A Amazónia concentra cerca de metade da biodiversidade mundial, e a alteração ou a erradicação destes ecossistemas têm consequências que se fazem sentir muito para além dos limites geográficos da floresta. Os indígenas são, claro, os mais afetados, com as consequências negativas diretas para a proteção de recursos hídricos, a produção agrícola, a propagação de pragas e o desaparecimento das espécies de que se alimentam. Mas os peixes contaminados por mercúrio são também exportados para outros países: a piracatinga, por exemplo, é bastante consumida noutras partes do Brasil e em países como a Colômbia. Se contaminada, pode afetar consumidores de todo o mundo. 

De acordo com dados da WWF Brasil, em 2019 existiam na floresta 256 espécies animais e vegetais ameaçadas de extinção, cada uma delas com um papel específico no equilíbrio do ecossistema. A desflorestação compromete também o equilíbrio climático, diminuindo os índices pluviométricos, aumentando as temperaturas e prolongando os períodos de seca da região tipicamente húmida. 

A Amazónia não é o “pulmão do planeta”, ao contrário do que é frequentemente repetido (esse título pertence às algas marinhas, responsáveis por 54% do oxigénio produzido em todo o mundo); é mais um enorme “armazém de carbono”, captado através do processo de evapotranspiração das árvores. A Amazónia já perdeu cerca de 30% da sua capacidade de reter gases de efeito estufa desde o início do século, e esta perda pode vir a ser tão nociva para o ambiente como a própria ação de desflorestação. Ao deixar de reter dióxido de carbono, a Amazónia está a passar de "armazém" para um perigoso "emissor" de CO2. 

Vista aérea de uma área desflorestada do estado de Amazonas, em setembro de 2022 (Michael Dantas/AFP)

Massas de frio polar envolvem Portugal numa vaga de frio neste mês de janeiro; em 2022, poeiras oriundas do deserto do Saara pintaram os céus ibéricos de laranja. Sabemos que o mundo está ligado e que eventos climáticos numa parte do mundo impactam o canto oposto. Os Yanomami, como a maioria dos povos indígenas, acreditam numa Natureza viva em que tudo tem um espírito e está interconectado: desde animais a pedras. Extraem da “grande mãe” apenas os recursos essenciais à sobrevivência, e não exploram mais do que aquilo que ela consegue proporcionar. 

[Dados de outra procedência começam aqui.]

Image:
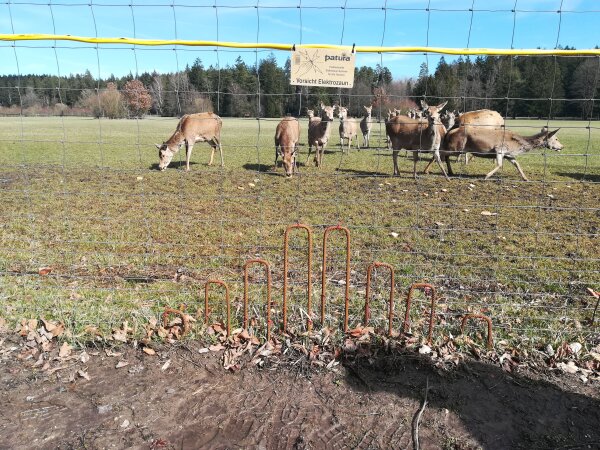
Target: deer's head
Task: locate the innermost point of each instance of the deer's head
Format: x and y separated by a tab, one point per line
165	154
327	112
432	113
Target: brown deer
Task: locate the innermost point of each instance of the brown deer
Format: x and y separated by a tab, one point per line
365	125
287	135
348	128
488	142
417	135
192	128
319	130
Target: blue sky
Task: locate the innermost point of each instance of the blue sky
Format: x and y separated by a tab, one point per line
403	23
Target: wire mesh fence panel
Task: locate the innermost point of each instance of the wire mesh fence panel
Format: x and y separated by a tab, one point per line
92	234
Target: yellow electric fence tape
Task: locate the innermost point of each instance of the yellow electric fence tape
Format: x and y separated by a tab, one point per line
273	46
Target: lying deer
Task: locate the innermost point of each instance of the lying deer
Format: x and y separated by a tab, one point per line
192	128
365	125
348	129
287	135
319	130
417	135
496	143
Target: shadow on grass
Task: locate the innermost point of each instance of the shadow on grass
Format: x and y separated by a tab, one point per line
498	409
592	178
176	165
363	172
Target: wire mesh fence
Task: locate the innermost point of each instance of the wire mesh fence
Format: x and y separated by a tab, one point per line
92	234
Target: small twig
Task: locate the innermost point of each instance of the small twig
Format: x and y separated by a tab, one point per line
417	419
596	295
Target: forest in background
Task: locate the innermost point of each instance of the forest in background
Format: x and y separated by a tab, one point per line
519	86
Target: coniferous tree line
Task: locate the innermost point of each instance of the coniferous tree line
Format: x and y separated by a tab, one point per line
514	86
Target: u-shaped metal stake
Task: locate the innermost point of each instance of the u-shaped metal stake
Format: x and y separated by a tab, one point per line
268	271
206	286
184	319
367	296
285	273
481	317
432	312
323	273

A luta contra os garimpeiros é, mais do que uma luta pela sobrevivência, uma luta pelo próprio planeta. “Já que a terra está sofrendo, nós também sofremos. Já que as águas estão sujas, nosso sangue também fica sujo”, escreve o xamã e líder político Davi Kopenawa Yanomami numa longa reflexão publicada na Sumaúma. E lembra as palavras dos familiares mais velhos: “Quando nós, povos da floresta, acabarmos, quando acabarem as árvores e quando a floresta estiver totalmente vazia, sem aqueles que a defendem, então a terra irá vingar-se”.